A Review of the 1983 Season


One of the worst Springs in memory saw no cricket played at Forest Side until the 29th of May, and then only due to a bring your own lawn mower morning organised by …Jeff Runciman !

A League season which commenced with a guest appearance by John “Houdini” Woodland at Wanstead (he hit a six to win it off the penultimate ball) produced a series of exciting games, most of which were decided in the last few overs and in several cases by the last few balls. After six games we had won three and with more luck could have won six- after ten we had won three and with some assistance from the Gods we might have won ten. Yet after nineteen we had won only four and thus rocketed from eleventh position in 1982 to eleventh position in 1983. In fairness to the bowlers who battled all season it must be said that “only twenty runs more” should be engraved on all our bats as it was batting performances which tipped the balance against winning in the majority of the close games. Perhaps the best overall performance was against the eventual Champions Gidea Park and Romford; both sides might have won a game in which over 400 runs were scored on a difficult wicket and only Andy Jenner’s forward defensive robbed us of victory.

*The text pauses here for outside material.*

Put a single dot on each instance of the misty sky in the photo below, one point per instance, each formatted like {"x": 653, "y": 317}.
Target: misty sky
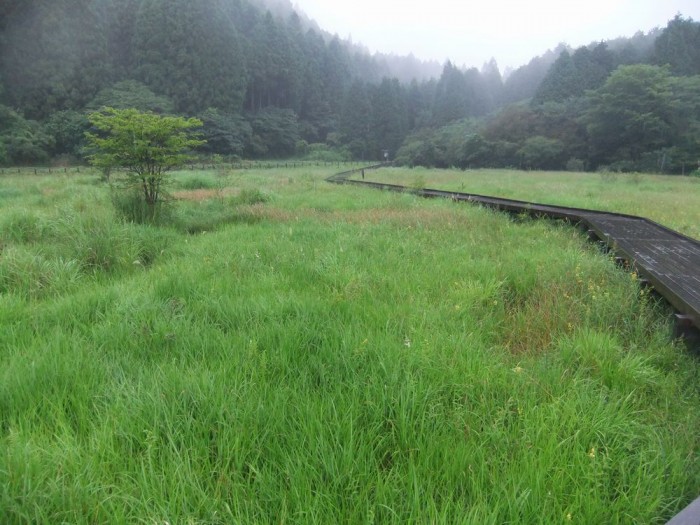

Over the season the bowling was held together by Steve “Marathon” Miell, Peter Joslin, David Wilson and Paul Cross. The batting was more loosely held together by Graham Hainsby and Peter Joslin. Individually Richard Alston’s 95 (v Gidea Park), Graham Hainsby’s 88 (v Southend) and 81 (v Loughton), Paul Cross’ 6-29 (v Wanstead) and 7-51 (v Brentwood) and 6-55 (v Gidea Park) and Peter Joslin’s 6-8 (v Hadleigh) were outstanding performances and Graeme Stockton turned in an impressive performance in his first season as wicketkeeper.

As for the other elevens, with the loss of several players from the previous year and further players to the 1st XI due to injuries, the 2nd XI were always unlikely to repeat the challenge of 1982, and finished ninth. Outstanding performances here include Phil Joslin’s hundred at Colchester and John Woodland’s hundred at Fives.

The 3rd XI in dual harness under Peter Norgate and Ian Meston performed with customary solidarity. Here the performances of some of the colts were encouraging for the future.

Chingford were runners-up in the Waltham Forest Knockout Cup but lost to Leyton Falcons in the Final, played at Forest Side.

We toured the Wirrall with good quality games played at Neston, Oxton, Chalmondeley, Boughton Hall and Southill Park.

Finally 1983 was very much the end of an era - firstly of Buddy Jessop’s illustrious career at the Club and fittingly his final game for Chingford was a 1st eleven match. Secondly 1983 saw Ted Sandrock stepping down from Committee after some 36 years of exemplary service.